Vantaggi
* Central location in a major city * Some staff and faculty are mission-driven and genuinely committed to students
Svantaggi
* Leadership is disorganized, and decision-making is opaque. * Structural changes are strategic but often appear retaliatory. * Pay is not competitive. Staff receive minimal raises despite growing workloads, while senior administrators receive large raises, create new executive roles, and alter benefits at staff expense. * Hiring and promotion lack transparency. Qualified internal candidates are often overlooked in favor of individuals with personal or institutional ties. In some cases, finalists were denied roles after rightfully pursuing legal claims against the university, raising equity concerns. * Leadership claims to value shared governance, but meaningful input is routinely dismissed. * Students, faculty, and staff who raise concerns about equity, misconduct, or accommodations are frequently ignored, marginalized, or in some cases terminated. * Public commitments to diversity, equity, and inclusion are inconsistently applied.
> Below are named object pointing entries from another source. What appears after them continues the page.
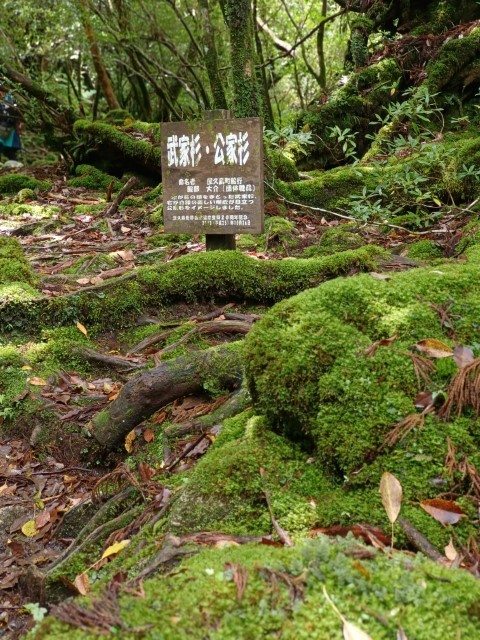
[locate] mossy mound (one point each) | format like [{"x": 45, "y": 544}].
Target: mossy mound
[
  {"x": 313, "y": 372},
  {"x": 13, "y": 264},
  {"x": 15, "y": 182},
  {"x": 424, "y": 250},
  {"x": 305, "y": 367},
  {"x": 225, "y": 490},
  {"x": 279, "y": 165},
  {"x": 335, "y": 239},
  {"x": 35, "y": 211},
  {"x": 215, "y": 275},
  {"x": 284, "y": 596},
  {"x": 91, "y": 178}
]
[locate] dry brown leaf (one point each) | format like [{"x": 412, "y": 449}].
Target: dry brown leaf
[
  {"x": 81, "y": 328},
  {"x": 391, "y": 491},
  {"x": 434, "y": 348},
  {"x": 37, "y": 382},
  {"x": 82, "y": 584},
  {"x": 42, "y": 519},
  {"x": 450, "y": 552},
  {"x": 148, "y": 434},
  {"x": 29, "y": 529},
  {"x": 444, "y": 511},
  {"x": 351, "y": 632},
  {"x": 115, "y": 548},
  {"x": 463, "y": 356},
  {"x": 129, "y": 439}
]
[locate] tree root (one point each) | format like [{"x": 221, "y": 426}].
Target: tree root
[{"x": 142, "y": 396}]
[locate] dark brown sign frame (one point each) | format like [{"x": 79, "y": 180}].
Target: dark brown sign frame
[{"x": 212, "y": 173}]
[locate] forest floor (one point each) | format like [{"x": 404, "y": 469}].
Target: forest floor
[{"x": 72, "y": 246}]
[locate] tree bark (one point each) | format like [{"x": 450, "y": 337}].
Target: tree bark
[
  {"x": 103, "y": 77},
  {"x": 146, "y": 393}
]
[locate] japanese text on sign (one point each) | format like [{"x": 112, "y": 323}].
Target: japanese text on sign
[
  {"x": 213, "y": 176},
  {"x": 230, "y": 149}
]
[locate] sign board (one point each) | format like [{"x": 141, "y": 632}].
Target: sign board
[{"x": 212, "y": 173}]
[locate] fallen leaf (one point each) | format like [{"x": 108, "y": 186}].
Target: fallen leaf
[
  {"x": 424, "y": 400},
  {"x": 444, "y": 511},
  {"x": 351, "y": 632},
  {"x": 7, "y": 490},
  {"x": 463, "y": 356},
  {"x": 129, "y": 439},
  {"x": 434, "y": 348},
  {"x": 82, "y": 584},
  {"x": 450, "y": 552},
  {"x": 115, "y": 548},
  {"x": 29, "y": 529},
  {"x": 37, "y": 382},
  {"x": 391, "y": 491},
  {"x": 42, "y": 519},
  {"x": 81, "y": 328},
  {"x": 148, "y": 434}
]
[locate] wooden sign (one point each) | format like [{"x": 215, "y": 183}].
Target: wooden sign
[{"x": 212, "y": 173}]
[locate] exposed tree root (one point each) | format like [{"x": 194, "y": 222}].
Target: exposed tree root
[{"x": 154, "y": 389}]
Leadership appears to prioritize certain demographic groups, while other communities—including Native Americans—experience persistent marginalization. * Complaints of harassment, discrimination, or inappropriate conduct are mishandled. Individuals with longstanding misconduct records remain in roles or quietly transition out, while those who report them face negative career consequences. * Oversight mechanisms, including Human Resources and ombuds services, lack independence and protect leadership rather than staff or faculty. * Turnover is high, morale is low, and many long-tenured employees leave due to disillusionment with leadership, inequity, and toxic culture.